For NBA Teams, A Date In Early February Might Have More Importance Than Usual

Save the date in your calendar: 5th February 2023. For that is the end date of the upcoming Australian NBL basketball regular season.

There will be a postseason, of course, yet even that will finish early, at least when compared to the NBA. By the end of February, the entire NBL postseason will be complete. And for NBA teams, this means Australian NBL players can then, assuming their particular NBL contracts and teams allow for it, sign with NBA teams for the remainder of the NBA season, with enough time left to either get settled before the playoffs or to audition for a spot in 2023/24.

Australia’s NBL has been on a decade-long resurgence, going from almost bankrupted around the time of the global financial crisis – punctuated by the ignominy of the Melbourne South Dragons going out of business within weeks of winning the 2008/09 title – to being a premier world basketball destination. Stability, widespread coverage, favourable weather and no language barrier for American players, plus Australia’s own ever-improving development pipeline of domestic talent, has seen the league grow year on year to the point that it now regularly houses some of the best former NBA players, and produces some of the best NBA prospects.

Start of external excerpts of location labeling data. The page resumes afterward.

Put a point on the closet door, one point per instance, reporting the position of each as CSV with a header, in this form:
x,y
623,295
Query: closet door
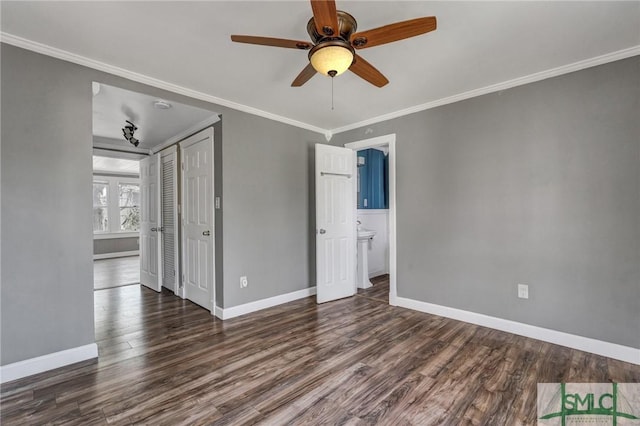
x,y
169,234
150,268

By way of example, of the nine teams currently in the NBL, there are 30 players who have signed NBA contracts at some point (including multi-year veterans such as Tyler Johnson, Aron Baynes, Matthew Dellavedova, Zhou Qi, Jarrell Brantley and Derrick Walton), and two unsigned draft picks (Luke Travers and Hugo Besson). Other valued world prospects such as Kai Sotto, Ariel Hukportl and Nikhail Mikhailovskii have taken to switching hemispheres, too, so as to take advantage of the NBL’s development pipeline.

In recent NBA Drafts, players such as Josh Giddey, R.J Hampton, Ousmane Dieng, Dyson Daniels (via the intermediate stop of the G-League Ignite) and LaMelo Ball have all come from Australia, spending at least one season with an NBL franchise. They add to a list of current and former Australian NBL players that is trending upwards at quite a rate, plus another list of international-calibre Australian players who have chosen to stay home. After all, with the league going from strength to strength, there is no reason to leave.

Not bad for a league that was selling franchises for a mere A$20,000 barely a decade ago.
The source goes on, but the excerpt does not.